* Q2 EPS $0.56 vs est $0.52
* Q2 revenue up 15 sequentially
* Seeing strength across all segments, regions
* Sees 2010 sales up at least 36 pct from last year
* Shares soar 15 pct to all-time high (Adds CFO interview comments; updates stock movement)
By S. John Tilak
BANGALORE, Aug 3 (Reuters) - Cognizant Technology Solutions Corp (CTSH.O) reported a profit that topped market estimates for the sixth straight quarter, helped by a surge in discretionary projects, and raised its 2010 revenue outlook well above what Wall Street was looking for.
The Teaneck, New Jersey-based IT services provider outperformed its larger India-based rivals, pushing its shares up 15 percent to an all-time high. Most of its employees and development centers are based in India.
The company saw robust spending from clients across all its business segments and geographies.
“This report from Cognizant is resounding evidence that the offshore services market is thriving and that Cognizant’s share-gaining prowess is remaining in full gear,” Sanford C. Bernstein analyst Rod Bourgeois said.
Cognizant’s second-quarter revenue was $1.11 billion, up 42 percent from the previous year and 15 percent sequentially. It was the first time the company recorded over $1 billion in quarterly revenue. <^^^^^^^^^^^^^^^^^^^^^^^^^^^^^^^^^^^^^^^^^^^^^^^^^^^^^^^^^^
Graphic comparing Cognizant's growth with the S&P 500: link.reuters.com/jyw92n
Graphic comparing annual growth of Cognizant and Infosys: link.reuters.com/kyx77k ^^^^^^^^^^^^^^^^^^^^^^^^^^^^^^^^^^^^^^^^^^^^^^^^^^^^^^^^^^>
“The rising tide is clearly lifting all boats. But Cognizant’s growth rate is particularly spectacular,” Kaufman Bros analyst Karl Keirstead said.

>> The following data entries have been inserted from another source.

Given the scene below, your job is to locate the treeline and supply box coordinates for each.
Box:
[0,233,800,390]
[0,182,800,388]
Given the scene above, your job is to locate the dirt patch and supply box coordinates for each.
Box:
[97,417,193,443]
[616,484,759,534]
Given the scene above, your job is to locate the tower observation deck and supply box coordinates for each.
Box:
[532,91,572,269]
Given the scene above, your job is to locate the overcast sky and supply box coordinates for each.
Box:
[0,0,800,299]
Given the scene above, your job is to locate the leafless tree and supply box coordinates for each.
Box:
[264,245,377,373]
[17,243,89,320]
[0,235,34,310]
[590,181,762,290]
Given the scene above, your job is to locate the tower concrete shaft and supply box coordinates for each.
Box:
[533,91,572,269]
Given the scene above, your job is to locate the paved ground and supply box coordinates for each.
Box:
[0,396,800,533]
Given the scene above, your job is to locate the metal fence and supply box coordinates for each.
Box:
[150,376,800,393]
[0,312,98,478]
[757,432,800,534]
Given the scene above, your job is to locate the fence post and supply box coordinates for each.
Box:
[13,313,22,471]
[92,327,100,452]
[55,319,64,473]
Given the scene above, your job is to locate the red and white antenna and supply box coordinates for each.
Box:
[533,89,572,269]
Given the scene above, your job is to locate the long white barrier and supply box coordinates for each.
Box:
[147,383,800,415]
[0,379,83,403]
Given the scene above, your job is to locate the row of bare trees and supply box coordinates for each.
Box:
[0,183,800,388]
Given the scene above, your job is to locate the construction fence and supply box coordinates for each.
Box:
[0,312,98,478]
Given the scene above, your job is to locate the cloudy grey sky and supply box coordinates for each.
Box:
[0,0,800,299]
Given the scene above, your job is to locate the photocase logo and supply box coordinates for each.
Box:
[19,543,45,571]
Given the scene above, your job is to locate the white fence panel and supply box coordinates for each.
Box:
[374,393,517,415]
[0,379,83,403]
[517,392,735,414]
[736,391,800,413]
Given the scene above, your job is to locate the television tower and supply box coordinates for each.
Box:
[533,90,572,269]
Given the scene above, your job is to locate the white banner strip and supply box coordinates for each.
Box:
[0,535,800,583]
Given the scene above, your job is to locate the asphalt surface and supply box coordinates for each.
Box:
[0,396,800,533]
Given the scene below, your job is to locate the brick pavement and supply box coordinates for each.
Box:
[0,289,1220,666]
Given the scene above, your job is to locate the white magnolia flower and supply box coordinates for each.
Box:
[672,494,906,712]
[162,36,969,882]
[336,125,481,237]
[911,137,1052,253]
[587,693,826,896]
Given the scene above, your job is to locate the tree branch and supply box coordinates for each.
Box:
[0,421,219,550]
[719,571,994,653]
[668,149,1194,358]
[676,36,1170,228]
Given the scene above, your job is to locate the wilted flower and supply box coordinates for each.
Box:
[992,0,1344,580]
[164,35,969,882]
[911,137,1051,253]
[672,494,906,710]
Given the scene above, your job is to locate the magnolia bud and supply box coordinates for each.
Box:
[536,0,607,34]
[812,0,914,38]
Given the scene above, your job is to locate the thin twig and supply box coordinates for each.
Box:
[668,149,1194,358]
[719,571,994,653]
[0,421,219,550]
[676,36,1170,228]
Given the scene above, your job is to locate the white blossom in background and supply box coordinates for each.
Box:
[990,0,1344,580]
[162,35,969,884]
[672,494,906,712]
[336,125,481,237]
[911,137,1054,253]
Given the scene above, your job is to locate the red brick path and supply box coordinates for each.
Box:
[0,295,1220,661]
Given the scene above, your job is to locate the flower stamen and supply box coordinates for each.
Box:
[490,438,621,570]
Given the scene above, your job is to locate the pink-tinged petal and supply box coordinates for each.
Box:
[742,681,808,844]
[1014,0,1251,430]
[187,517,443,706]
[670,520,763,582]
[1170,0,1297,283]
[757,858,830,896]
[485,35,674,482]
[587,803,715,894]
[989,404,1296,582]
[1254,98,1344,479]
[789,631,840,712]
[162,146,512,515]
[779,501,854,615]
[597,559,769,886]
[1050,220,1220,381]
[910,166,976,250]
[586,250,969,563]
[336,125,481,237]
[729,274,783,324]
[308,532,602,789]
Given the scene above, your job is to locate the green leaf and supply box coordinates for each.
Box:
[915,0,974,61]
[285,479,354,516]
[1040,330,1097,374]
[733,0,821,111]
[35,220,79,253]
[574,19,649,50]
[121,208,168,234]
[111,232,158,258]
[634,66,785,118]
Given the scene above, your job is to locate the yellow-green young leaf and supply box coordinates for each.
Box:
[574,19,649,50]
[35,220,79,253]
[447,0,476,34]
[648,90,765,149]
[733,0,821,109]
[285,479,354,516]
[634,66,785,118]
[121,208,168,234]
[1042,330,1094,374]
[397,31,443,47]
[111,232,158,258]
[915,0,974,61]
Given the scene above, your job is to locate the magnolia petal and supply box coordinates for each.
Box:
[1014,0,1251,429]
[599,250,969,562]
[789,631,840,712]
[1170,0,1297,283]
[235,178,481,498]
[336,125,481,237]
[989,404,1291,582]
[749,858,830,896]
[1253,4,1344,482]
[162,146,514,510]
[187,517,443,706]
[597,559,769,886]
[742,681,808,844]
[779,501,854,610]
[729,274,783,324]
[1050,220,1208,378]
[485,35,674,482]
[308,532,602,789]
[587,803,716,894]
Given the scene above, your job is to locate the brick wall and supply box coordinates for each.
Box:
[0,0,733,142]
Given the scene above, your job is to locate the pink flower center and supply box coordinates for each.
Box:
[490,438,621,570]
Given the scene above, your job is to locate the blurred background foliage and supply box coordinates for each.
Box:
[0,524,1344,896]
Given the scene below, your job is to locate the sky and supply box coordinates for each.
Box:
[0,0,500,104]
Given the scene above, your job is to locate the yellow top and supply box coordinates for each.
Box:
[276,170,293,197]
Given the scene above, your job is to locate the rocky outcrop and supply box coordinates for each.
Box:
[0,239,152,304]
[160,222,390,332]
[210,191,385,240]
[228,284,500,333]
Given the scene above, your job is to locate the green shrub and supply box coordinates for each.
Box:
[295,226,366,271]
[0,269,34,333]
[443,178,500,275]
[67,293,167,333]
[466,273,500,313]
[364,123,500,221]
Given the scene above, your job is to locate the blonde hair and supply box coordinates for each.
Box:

“It’s pretty clear that the Indian outsourcing sector is on fire.”
“Our secret sauce was the investments that we made through the downturn,” Chief Financial Officer Gordon Coburn said in an interview with Reuters.
During the recession, the company invested in areas such as consulting, emerging markets and cloud computing.
Application development revenue, an indicator of discretionary projects, grew 52 percent year over year.
Cognizant attributed part of the rise in discretionary spending to pent-up demand from projects deferred last year.
“As this pent-up demand has released, we’ve been able to capture an outsized share of it,” Chief Executive Francisco D‘Souza said on a conference call with analysts.
Coburn said that the 15 percent sequential revenue growth was not sustainable. “I would not want to have anyone have the expectation that we could have this type of overperformance that we did in the second quarter.”
“That was a bit of an anomaly. But it gave us a strong foundation to grow for the future,” he added.
Second-quarter adjusted operating margins came in at 19.9 percent, within its target operating margins of 19 percent to 20 percent, Coburn said on the call.
The company expects to maintain its margins within that range in the second half of the year, Coburn said.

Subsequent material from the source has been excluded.